The idea for these Lectures on Continuum Physics grew out of a short series of talks on materials physics at University of Michigan, in the summer of 2013. Those talks were aimed at advanced graduate students, post-doctoral scholars, and faculty colleagues. From this group the suggestion emerged that a somewhat complete set of lectures on continuum aspects of materials physics would be useful. The lectures that you are about to dive into were recorded over a six-week period at the University. Given their origin, they are meant to be early steps on a path of research in continuum physics for the entrant to this area, and I daresay a second opinion for the more seasoned exponent of the science. The potential use of this series as an enabler of more widespread research in continuum physics is as compelling a motivation for me to record and offer it, as is its potential as an open online class.
This first edition of the lectures appears as a collection of around 130 segments (I confess, I have estimated, but not counted) of between 12 and 30 minutes each. The recommended single dose of online instruction is around 15 minutes. This is a recommendation that I have flouted with impunity, hiding behind the need to tell a detailed and coherent story in each segment. Still, I have been convinced to split a number of the originally longer segments. This is the explanation for the proliferation of Parts I, II and sometimes even III, with the same title. Sprinkled among the lecture segments are responses to questions that arose from a small audience of students and post-doctoral scholars who followed the recordings live. There also are assignments and tests.
The roughly 130 segments have been organized into 13 units, each of which may be a chapter in a book. The first 10 units are standard fare from the continuum mechanics courses I have taught at University of Michigan over the last 14 years. As is my preference, I have placed equal emphasis on solids and fluids, insisting that one cannot fully appreciate the mechanical state of one of these forms of matter without an equal appreciation of the other. At my pace of classroom teaching, this stretch of the subject would take me in the neighborhood of 25 lectures of 80 minutes each. At the end of the tenth of these units, I have attempted, perhaps clumsily, to draw a line by offering a roadmap of what the viewer could hope to do with what she would have learned up to that point. It is there that I acknowledge the modern masters of continuum mechanics by listing the books that, to paraphrase Abraham Lincoln, will enlighten the reader far above my poor power to add or detract.
At this point the proceedings also depart from the script of continuum mechanics, and become qualified for the mantle of Continuum Physics. The next three units are on thermomechanics, variational principles and mass transport--subjects that I have learned from working in these areas, and have been unable to incorporate in regular classes for a sheer want of time. In the months and years to come, new editions of these Lectures on Continuum Physics will feature an enhancement of breadth and depth of these three topics, as well as topics in addition to them.
Finally, a word on the treatment of the subject: it is mathematical.
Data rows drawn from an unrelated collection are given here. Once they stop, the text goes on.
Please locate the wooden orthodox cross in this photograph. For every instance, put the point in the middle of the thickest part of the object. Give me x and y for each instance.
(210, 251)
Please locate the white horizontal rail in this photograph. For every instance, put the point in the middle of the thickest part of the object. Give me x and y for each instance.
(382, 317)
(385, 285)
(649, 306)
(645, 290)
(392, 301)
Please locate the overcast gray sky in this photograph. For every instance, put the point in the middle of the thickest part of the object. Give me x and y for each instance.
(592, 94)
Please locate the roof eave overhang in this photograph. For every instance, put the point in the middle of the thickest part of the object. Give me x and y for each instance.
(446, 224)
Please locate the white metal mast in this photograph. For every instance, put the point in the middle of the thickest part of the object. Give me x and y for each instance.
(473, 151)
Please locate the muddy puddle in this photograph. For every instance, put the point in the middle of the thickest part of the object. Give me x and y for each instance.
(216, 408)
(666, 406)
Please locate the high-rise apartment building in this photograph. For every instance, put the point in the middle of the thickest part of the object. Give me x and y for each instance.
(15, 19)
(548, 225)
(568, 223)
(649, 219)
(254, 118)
I know of no other way to do continuum physics. While being rigorous (I hope) it is, however, neither abstract nor formal. In every segment I have taken pains to make connections with the physics of the subject. Props, simple but instructive, have been used throughout. A deformable plastic bottle, water and food color have been used--effectively, I trust. The makers of Lego, I believe, will find reason to be pleased. Finally, the time-honored continuum potato has been supplanted by an icon of American life: the continuum football.